Tooling about the streets of Memphis was like gliding, even over the myriad potholes dotting city roads. It did feel a bit of a squeeze to navigate some of the narrower Downtown and Midtown streets, but nothing uncomfortable if you are accustomed to driving a larger car.
Interstate driving was a breeze as well. It was easy to accidentally get up to more than 80 mph without feeling a thing.
Then, with the blessing (and encouragement) of Ford representatives, I took the car onto an empty country road, came to a halt and then floored it. I'd have to consult the photographer riding with me for confirmation, but I believe the first words out of my mouth were some that cannot be printed in this family newspaper.
It goes from 0 to 60 in about 4 seconds and can get you up to 100 mph in just over 6.
The feeling can only be compared to a sports car or a roller-coaster. If you've ever driven a sports car on an open road or ridden the Top Thrill Dragster at Cedar Point, you can estimate the feeling.
The main difference is that the Lightning is completely silent. When I first turned on the car at the Edge Motor Museum, where I started my test drive, I actually had to ask someone from Ford if it was on because it didn't make a sound.
It remained completely silent throughout the half-hour drive regardless of speed, rate of acceleration, rate of braking or whether it was idling at a stop light.
F-150 Lightning features
The base-model truck, which I drove, starts at a little under $40,000 before incentives.
Without the need for an engine, the front of the truck features what in other cars would be called a trunk but in the Lightning is called a frunk. The hood opens up to reveal a storage space large enough to accommodate a grocery load for a family of 12 or two sets of golf clubs — a fact reinforced by the image of two tiny sets of golf clubs under the hood.

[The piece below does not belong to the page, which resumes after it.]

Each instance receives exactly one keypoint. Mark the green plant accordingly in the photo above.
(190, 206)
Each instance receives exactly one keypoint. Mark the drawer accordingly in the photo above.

The frunk, which can hold up to 400 pounds, also features multiple electric sockets and a USB port to power items for tailgates (or frunkgates), campsites or power tools. At the front of the frunk, a portion of the base lifts up and can be filled with ice and beverages to make a cooler that drains directly out of the frunk and onto the ground.
A charging port just in front of the driver-side door can accommodate electric vehicle chargers of any type. A fully-charged battery can take you about 320 miles. In the event of a power outage — something Memphians are familiar with — the truck could fully power a house through a charger installed in the residence for three days.
The truck bed is the same size as the bed on the gas-powered F-150 and also features additional electric sockets.
Inside, the Lighting has five seats. The back row of three seats can fold down or up to give extended storage to fit objects as large as dog crates. In the front, a touchscreen allows for control of just about anything you could think of.
There are relatively standard features like music and maps. If on a long road trip the car's GPS will automatically include stops at charging stations where needed along the route. It's compatible with all the in-vogue virtual assistants like Apple's Siri and Amazon's Alexa.
BLUE OVAL CITY NEWS: Ford announces $16.5 million partnership with University of Tennessee
You can also switch between driving modes — off-road, 4-wheel-drive, etc. — see how much more weight your truck can hold in the cab, the bed or in towing capacity and myriad cameras show you what is behind and in front of you and even give you a view of what it would be like hovering over the truck looking down.
From the touchscreen you can also control when to shut off charging ports within the cab to conserve battery life. For example, you can set the car to cut off power to the outlets once you get to 100 miles of battery charge left.
Extra amenities can be added to the truck ranging from locking storage under the back-row to full-body massagers in the seats.
All-in-all, the only negative from my test drive was that I had to return the truck.